Artificial intelligence has in recent years proved itself to be a quick study, although it is being educated in a manner that would shame the most brutal headmaster. Locked into airtight Borgesian libraries for months with no bathroom breaks or sleep, AIs are told not to emerge until they’ve finished a self-paced speed course in human culture. On the syllabus: a decent fraction of all the surviving text that we have ever produced.

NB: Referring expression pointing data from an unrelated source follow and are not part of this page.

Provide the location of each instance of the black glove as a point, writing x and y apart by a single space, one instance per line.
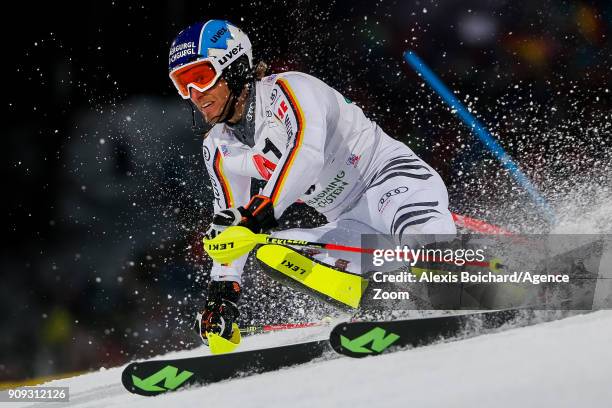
222 220
220 311
258 216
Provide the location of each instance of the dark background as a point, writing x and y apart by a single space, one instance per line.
105 195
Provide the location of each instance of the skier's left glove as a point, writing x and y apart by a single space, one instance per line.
258 215
220 311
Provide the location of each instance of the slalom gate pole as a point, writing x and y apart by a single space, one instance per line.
481 132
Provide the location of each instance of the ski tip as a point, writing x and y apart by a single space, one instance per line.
220 345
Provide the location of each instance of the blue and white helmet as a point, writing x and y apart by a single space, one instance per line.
217 41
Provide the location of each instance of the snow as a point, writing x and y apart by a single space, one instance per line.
565 363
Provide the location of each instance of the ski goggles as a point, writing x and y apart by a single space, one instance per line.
201 75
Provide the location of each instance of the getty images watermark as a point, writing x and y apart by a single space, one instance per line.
559 272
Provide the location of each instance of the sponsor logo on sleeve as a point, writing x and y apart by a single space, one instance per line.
224 150
384 200
353 160
330 193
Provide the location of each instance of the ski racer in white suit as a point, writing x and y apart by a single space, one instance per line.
310 144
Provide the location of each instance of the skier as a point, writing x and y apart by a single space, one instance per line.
309 143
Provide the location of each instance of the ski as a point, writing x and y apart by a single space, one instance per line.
153 377
361 339
353 339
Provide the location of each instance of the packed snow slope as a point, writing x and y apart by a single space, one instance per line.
565 363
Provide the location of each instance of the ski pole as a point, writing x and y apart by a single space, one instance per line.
236 241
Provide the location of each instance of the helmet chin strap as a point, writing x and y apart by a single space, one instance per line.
229 108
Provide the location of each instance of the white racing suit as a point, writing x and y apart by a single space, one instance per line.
312 144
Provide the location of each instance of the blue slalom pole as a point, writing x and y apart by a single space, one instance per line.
485 137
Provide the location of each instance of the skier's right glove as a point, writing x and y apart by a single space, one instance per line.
220 311
222 220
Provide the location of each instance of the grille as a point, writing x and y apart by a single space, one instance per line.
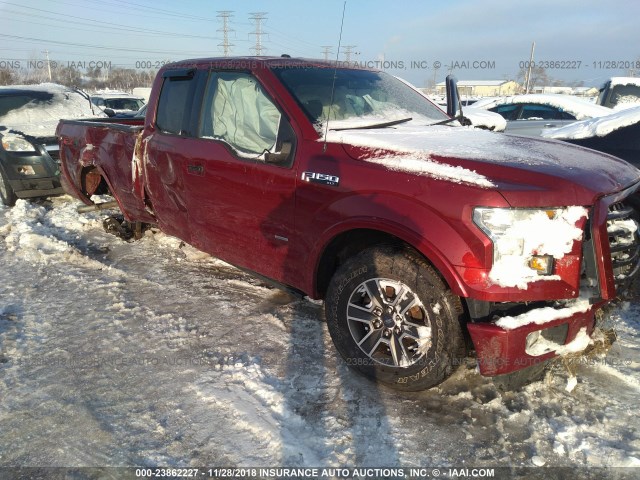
624 240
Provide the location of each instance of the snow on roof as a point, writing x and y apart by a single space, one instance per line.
577 107
625 81
595 127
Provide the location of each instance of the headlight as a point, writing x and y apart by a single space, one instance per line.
527 241
14 143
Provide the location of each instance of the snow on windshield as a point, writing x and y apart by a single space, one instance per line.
354 98
595 127
577 107
38 113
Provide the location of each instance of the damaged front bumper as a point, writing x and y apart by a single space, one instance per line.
530 334
502 350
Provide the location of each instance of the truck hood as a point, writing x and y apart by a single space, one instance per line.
527 171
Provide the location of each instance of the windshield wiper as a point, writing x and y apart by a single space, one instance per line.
464 121
375 125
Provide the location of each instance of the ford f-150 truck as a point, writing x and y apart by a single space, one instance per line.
424 238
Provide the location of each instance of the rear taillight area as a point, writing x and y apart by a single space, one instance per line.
624 242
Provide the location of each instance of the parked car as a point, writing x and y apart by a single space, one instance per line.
29 160
346 185
531 114
620 92
112 102
617 134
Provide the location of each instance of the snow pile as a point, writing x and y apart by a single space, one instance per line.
538 235
577 107
625 81
596 127
39 117
31 235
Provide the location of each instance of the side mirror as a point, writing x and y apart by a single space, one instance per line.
279 157
454 104
453 96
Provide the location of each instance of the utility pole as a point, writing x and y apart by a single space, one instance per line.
326 51
46 52
348 50
225 15
528 76
258 17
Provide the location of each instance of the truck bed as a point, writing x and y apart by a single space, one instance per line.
102 148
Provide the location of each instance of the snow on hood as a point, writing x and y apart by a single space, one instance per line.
595 127
486 119
411 157
625 81
474 156
577 107
40 118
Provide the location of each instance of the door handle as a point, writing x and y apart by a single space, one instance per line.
195 169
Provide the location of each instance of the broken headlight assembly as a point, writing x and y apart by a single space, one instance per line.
514 233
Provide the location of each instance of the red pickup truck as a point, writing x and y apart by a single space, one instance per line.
423 237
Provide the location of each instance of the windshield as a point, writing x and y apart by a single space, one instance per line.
360 97
123 103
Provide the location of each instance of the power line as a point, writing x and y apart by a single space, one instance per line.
258 17
348 51
225 15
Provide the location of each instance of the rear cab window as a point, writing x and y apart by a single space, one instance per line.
174 104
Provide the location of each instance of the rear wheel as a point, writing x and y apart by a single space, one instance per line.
393 319
7 195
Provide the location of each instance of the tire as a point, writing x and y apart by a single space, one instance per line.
393 319
7 195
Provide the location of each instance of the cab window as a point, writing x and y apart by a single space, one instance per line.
236 110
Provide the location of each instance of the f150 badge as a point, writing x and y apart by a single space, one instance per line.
323 178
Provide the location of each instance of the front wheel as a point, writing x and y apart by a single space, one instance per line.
393 319
7 195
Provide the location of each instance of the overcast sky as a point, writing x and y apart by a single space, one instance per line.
586 40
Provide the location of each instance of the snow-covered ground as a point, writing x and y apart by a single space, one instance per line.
150 353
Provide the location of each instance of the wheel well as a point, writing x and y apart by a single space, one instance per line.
92 182
346 245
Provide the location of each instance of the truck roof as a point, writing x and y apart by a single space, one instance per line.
266 62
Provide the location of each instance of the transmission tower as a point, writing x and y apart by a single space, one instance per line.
258 17
326 51
348 51
225 15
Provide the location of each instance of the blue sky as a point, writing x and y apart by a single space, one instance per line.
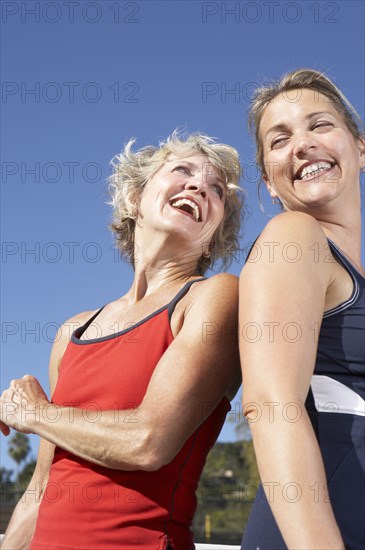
79 79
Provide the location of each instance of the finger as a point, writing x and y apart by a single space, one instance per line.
4 428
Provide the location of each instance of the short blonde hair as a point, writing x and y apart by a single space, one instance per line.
132 170
301 79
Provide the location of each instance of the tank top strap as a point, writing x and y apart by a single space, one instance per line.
251 247
345 262
80 330
181 294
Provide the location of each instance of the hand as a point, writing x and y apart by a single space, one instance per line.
21 405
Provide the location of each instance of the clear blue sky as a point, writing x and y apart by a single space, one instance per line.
78 80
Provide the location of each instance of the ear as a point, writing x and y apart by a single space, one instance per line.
270 187
362 152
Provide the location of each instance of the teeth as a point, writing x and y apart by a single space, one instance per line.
318 167
181 202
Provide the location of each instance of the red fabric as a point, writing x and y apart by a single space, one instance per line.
87 506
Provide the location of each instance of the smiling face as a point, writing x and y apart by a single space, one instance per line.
185 197
310 156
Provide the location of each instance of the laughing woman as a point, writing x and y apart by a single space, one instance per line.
135 410
304 378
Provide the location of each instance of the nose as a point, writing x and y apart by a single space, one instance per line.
198 185
303 143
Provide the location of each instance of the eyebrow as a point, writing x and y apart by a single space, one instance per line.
282 126
217 170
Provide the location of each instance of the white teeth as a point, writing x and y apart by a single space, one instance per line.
308 171
181 202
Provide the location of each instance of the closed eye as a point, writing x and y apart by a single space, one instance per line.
182 168
322 124
277 142
219 189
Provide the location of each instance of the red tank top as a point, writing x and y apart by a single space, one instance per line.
86 506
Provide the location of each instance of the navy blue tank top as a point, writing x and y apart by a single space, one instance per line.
336 407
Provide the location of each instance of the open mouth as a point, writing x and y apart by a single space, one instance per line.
188 206
313 170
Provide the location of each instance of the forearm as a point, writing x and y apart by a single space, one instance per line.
293 476
116 439
21 527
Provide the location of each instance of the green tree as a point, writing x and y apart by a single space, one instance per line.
5 475
19 448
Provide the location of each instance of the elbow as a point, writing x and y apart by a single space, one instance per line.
155 451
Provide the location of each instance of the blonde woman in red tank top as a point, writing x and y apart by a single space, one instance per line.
134 411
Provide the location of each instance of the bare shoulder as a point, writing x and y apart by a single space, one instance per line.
297 225
217 295
291 238
62 339
216 287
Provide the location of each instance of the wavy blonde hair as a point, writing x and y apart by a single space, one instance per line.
301 79
131 171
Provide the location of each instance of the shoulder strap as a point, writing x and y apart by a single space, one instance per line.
344 261
181 294
80 330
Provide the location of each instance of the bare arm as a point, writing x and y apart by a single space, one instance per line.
21 527
195 372
23 521
281 309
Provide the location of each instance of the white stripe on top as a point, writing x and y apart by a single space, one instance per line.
334 397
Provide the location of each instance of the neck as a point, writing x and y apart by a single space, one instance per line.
156 265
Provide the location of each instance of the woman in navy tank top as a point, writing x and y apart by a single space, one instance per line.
302 322
141 388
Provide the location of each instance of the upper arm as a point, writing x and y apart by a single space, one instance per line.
46 449
199 366
282 297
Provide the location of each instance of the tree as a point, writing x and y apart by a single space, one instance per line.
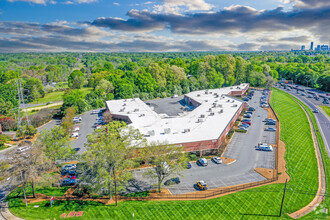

When AIs surface from these epic study sessions, they possess astonishing new abilities. People with the most linguistically supple minds—hyperpolyglots—can reliably flip back and forth between a dozen languages; AIs can now translate between more than 100 in real time. They can churn out pastiche in a range of literary styles and write passable rhyming poetry. DeepMind’s Ithaca AI can glance at Greek letters etched into marble and guess the text that was chiseled off by vandals thousands of years ago.
The trouble is that, like other high-end human cultural products, good prose ranks among the most difficult things to produce in the known universe. It is not in infinite supply, and for AI, not any old text will do: Large language models trained on books are much better writers than those trained on huge batches of social-media posts. (It’s best not to think about one’s Twitter habit in this context.) When we calculate how many well-constructed sentences remain for AI to ingest, the numbers aren’t encouraging. A team of researchers led by Pablo Villalobos at Epoch AI recently predicted that programs such as the eerily impressive ChatGPT will run out of high-quality reading material by 2027. Without new text to train on, AI’s recent hot streak could come to a premature end.